Years ago, I had a supervisor that stated in a staff meeting, "don't complain about a problem, unless you can bring a solution to the table". Well, I am pretty sure that I have a solution that works in 90 to 95 percent of the cases.

Part  of the solution is to do specific exercises designed to re-achieve balance between opposing muscles. You may need to work with a knowledgeable personal trainer for a few weeks. I am not talking about the "gung ho" trainer that demands you "go for the burn". The  no pain, no gain mentality is great (maybe) if you are an 18 year old foot ball player. I am talking about the trainer that  truly understands fitness. Long supple, cat like muscles are much healthier than bunched up, short, tight, professional body builders muscles. I know the trainer is expensive. How much are you currently paying in medical bills treating your chronic condition?

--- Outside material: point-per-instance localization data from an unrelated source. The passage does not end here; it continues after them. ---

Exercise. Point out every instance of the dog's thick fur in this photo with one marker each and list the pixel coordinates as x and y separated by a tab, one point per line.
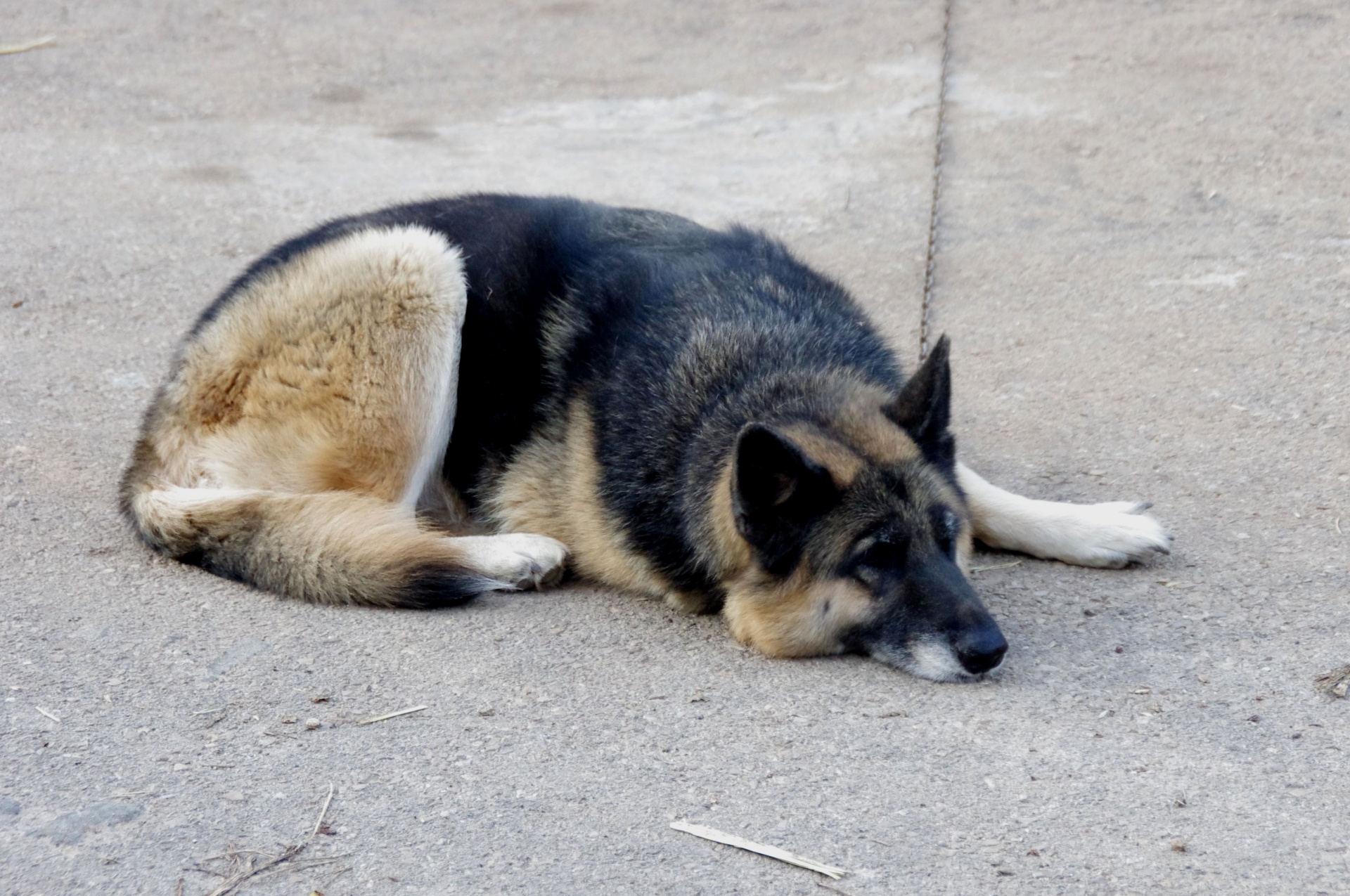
685	412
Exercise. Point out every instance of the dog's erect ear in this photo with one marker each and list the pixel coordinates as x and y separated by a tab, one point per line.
776	491
924	406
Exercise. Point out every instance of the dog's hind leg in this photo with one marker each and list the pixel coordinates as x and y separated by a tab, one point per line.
1100	535
305	425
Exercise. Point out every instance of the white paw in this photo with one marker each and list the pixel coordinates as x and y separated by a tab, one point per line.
519	560
1107	535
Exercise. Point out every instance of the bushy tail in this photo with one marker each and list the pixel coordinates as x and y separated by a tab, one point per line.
335	547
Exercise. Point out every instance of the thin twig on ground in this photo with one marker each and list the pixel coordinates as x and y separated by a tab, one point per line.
773	852
30	45
249	871
390	715
996	566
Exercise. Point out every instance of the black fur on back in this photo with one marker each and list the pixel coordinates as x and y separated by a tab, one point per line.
678	334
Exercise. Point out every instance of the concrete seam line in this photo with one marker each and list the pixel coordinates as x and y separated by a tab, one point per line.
939	138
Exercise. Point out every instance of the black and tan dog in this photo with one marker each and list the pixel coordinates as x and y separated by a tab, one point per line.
685	412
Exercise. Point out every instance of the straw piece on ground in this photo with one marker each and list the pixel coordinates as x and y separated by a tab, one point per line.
250	871
1335	683
773	852
996	566
32	45
392	715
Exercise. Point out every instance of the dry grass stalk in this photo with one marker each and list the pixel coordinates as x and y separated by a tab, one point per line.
996	566
248	869
392	715
773	852
1335	683
30	45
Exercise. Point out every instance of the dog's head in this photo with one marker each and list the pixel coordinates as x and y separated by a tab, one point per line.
859	536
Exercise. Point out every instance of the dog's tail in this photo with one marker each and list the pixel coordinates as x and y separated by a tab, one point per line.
334	547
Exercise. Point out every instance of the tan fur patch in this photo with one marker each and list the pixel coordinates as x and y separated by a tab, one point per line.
799	616
553	488
321	377
842	460
861	422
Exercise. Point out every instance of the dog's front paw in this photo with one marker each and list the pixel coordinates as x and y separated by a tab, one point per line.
1110	535
519	560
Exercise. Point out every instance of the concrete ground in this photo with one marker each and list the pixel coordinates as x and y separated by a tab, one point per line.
1145	269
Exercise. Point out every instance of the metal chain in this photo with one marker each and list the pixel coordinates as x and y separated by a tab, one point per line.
939	139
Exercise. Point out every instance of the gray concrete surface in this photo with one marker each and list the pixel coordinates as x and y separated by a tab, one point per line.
1144	268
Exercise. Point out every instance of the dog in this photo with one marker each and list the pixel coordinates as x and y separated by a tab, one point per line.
422	404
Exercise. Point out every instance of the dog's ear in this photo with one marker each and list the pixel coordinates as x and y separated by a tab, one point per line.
776	491
924	406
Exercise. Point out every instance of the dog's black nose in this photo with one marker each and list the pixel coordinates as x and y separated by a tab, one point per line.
982	649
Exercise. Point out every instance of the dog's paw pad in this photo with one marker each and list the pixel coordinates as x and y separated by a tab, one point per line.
519	560
1114	535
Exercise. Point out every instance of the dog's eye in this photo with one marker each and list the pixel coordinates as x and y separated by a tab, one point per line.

Another part of the solution can be regular massage. There are generally two types of massage practitioners. Those focused on "spa" or relaxation massage, and those focused on "medical" or therapeutic massage. Yes, I agree that almost all massage can be therapeutic and giving someone an hour of relaxation is beneficial, but...  I suggest getting massage from someone focused on therapy who has pursued the knowledge necessary for real medical massage.  In general, spa or relaxation massage feels really good. That's because rubbing on any muscle for more than 10 or 15 seconds causes the body to  produce an endorphin response. Endorphins are the bodies natural pain killers. It doesn't take very long for them to start to wear off.

The Therapeutic or Medical massage practitioner uses several techniques that actually cause a change in muscle length. PNF (proprioceptive facilitated) stretching, reciprocal inhibition, strain -counter strain, manual ligament therapy and others. The effects last much longer, because it is more than a temporary shot of endorphins. The stress on the short, tight muscle is lessened, just like de-tuning a guitar string. Short, tight muscles learn that it is safe to be a little softer and longer.

When  I have a client who complains of tension or stress at the back of the neck and upper shoulders, I work on their pectoralis (chest) and SCM (anterior neck) muscles. Once the chest and anterior neck loosen up, the tension leaves the upper traps and back of the neck. It is just like  taking the string off of a hunters bow. The big curve (rounded shoulders) relaxes and the pain and tension are gone.